1

I have two datasets called A and B.

 library(data.table)
 Farm.Type <- c("Fruits","Vegetables","Livestock")
 Produce.All <- c("Apple, Orange, Pears, Strawberries","Broccoli, Cabbage, Spinach","Cow, Pig, Chicken")

 Store <- c("Convenience","Wholesale","Grocery","Market")
 Produce <- c("Oranges","Watermelon","Cabbage","Pig")
 Farm <- c("Fruits","","Vegetables","Livestock")

 A <- data.table(Farm.Type, Produce.All)
 B <- data.table(Store, Produce)

I am trying to identify what Farm.Type the Produce in table B falls into in table A, without changing the format of the two tables in order to pull the Farm.Type field into table B. Such that the data frame looks like

 C <- data.table(Store, Produce, Farm)

I have tried using %in% in the following way:

 B$Farm[B$Produce %in% A$Produce.All] <- A$Farm.Type

but because the A$Produce.All field is a string with commas, It does not match.
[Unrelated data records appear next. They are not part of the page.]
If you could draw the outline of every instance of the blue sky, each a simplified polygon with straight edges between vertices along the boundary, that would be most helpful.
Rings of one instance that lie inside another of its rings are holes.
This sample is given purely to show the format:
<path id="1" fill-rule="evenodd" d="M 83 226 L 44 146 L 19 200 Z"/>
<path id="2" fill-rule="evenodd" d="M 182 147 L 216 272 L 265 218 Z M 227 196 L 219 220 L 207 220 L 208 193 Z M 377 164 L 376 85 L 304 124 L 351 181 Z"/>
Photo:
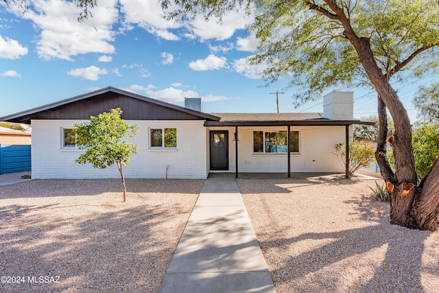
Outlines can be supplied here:
<path id="1" fill-rule="evenodd" d="M 93 17 L 78 23 L 79 11 L 62 0 L 29 1 L 19 8 L 0 4 L 0 117 L 112 86 L 183 106 L 201 97 L 206 113 L 322 112 L 322 99 L 292 106 L 295 89 L 285 76 L 268 87 L 247 58 L 257 42 L 244 13 L 222 24 L 197 19 L 165 21 L 156 0 L 99 0 Z M 436 76 L 395 84 L 412 121 L 418 86 Z M 354 91 L 354 116 L 376 113 L 376 94 Z M 328 92 L 329 89 L 328 90 Z"/>

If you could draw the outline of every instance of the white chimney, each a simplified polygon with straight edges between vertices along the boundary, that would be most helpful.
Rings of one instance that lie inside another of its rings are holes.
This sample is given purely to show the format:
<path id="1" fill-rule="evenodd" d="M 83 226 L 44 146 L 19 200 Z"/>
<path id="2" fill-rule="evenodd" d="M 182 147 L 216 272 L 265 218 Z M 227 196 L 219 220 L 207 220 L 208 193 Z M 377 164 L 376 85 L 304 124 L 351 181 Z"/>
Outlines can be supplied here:
<path id="1" fill-rule="evenodd" d="M 333 91 L 323 96 L 323 117 L 335 120 L 354 118 L 354 92 Z"/>
<path id="2" fill-rule="evenodd" d="M 201 112 L 201 97 L 185 97 L 185 108 Z"/>

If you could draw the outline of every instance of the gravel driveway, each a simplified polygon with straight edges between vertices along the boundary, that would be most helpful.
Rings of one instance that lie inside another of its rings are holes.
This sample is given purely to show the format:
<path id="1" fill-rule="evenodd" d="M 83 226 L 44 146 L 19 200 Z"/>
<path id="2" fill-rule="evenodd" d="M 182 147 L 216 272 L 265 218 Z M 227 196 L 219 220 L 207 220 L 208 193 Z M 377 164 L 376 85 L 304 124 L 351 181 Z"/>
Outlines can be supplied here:
<path id="1" fill-rule="evenodd" d="M 116 179 L 0 187 L 0 277 L 19 282 L 0 292 L 156 292 L 203 183 L 128 179 L 125 204 Z"/>
<path id="2" fill-rule="evenodd" d="M 375 182 L 237 180 L 278 293 L 437 292 L 439 233 L 390 225 Z M 203 183 L 0 187 L 0 275 L 25 277 L 0 292 L 156 292 Z"/>

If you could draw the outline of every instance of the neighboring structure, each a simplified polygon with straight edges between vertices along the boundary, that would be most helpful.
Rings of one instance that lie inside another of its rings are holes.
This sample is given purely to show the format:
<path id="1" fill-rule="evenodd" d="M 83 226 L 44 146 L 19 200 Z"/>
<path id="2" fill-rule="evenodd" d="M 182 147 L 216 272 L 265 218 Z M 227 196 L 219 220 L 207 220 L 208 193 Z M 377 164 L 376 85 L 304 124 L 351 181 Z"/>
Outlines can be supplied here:
<path id="1" fill-rule="evenodd" d="M 131 140 L 139 152 L 124 169 L 126 178 L 344 172 L 333 154 L 334 145 L 351 139 L 353 124 L 370 124 L 353 119 L 353 96 L 327 95 L 323 114 L 206 114 L 108 87 L 0 120 L 32 124 L 34 178 L 118 178 L 115 167 L 95 169 L 75 163 L 81 151 L 69 135 L 75 123 L 117 107 L 123 119 L 139 127 L 139 136 Z"/>
<path id="2" fill-rule="evenodd" d="M 27 145 L 31 143 L 30 127 L 25 130 L 0 126 L 0 145 Z"/>

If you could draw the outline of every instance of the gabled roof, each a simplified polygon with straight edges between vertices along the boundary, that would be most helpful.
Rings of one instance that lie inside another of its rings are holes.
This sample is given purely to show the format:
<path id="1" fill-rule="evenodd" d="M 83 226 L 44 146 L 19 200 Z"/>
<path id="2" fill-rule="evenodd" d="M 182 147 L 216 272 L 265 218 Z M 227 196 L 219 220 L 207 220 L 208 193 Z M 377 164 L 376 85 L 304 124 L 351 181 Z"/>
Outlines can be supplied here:
<path id="1" fill-rule="evenodd" d="M 91 103 L 92 102 L 93 103 Z M 122 104 L 126 108 L 123 108 Z M 91 115 L 96 115 L 99 113 L 108 111 L 111 108 L 117 107 L 121 108 L 124 112 L 123 118 L 128 120 L 220 120 L 220 117 L 212 115 L 108 86 L 4 116 L 0 117 L 0 121 L 30 124 L 32 119 L 88 119 Z"/>

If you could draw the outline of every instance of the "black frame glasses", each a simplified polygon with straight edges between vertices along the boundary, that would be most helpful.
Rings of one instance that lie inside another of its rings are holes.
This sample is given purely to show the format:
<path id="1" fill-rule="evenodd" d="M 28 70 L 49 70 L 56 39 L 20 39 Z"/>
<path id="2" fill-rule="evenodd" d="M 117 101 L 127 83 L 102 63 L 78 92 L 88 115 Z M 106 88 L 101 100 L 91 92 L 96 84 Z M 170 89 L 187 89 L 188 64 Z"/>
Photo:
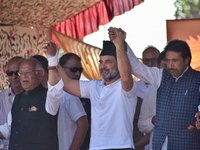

Is there a way to search through the string (A$Produce.All) to find the match for B$Produce?

Any help is appreciated.

Thanks.

lmo
  • 37,904
  • 9
  • 56
  • 69
Leo
  • 86
  • 1
  • 6
  • Why are you reticent to change the format of table A? – hrbrmstr Sep 20 '16 at 02:01
  • Hi, I am not really opposed to changing Table A. However, I am curious if there's a possible solution without going through the additional steps of transforming table A. – Leo Sep 20 '16 at 02:07

2 Answers2

2
Farm.Type <- c("Fruits","Vegetables","Livestock")
Produce.All <- c("Apple, Oranges, Pears, Strawberries","Broccoli, Cabbage, Spinach","Cow, Pig, Chicken")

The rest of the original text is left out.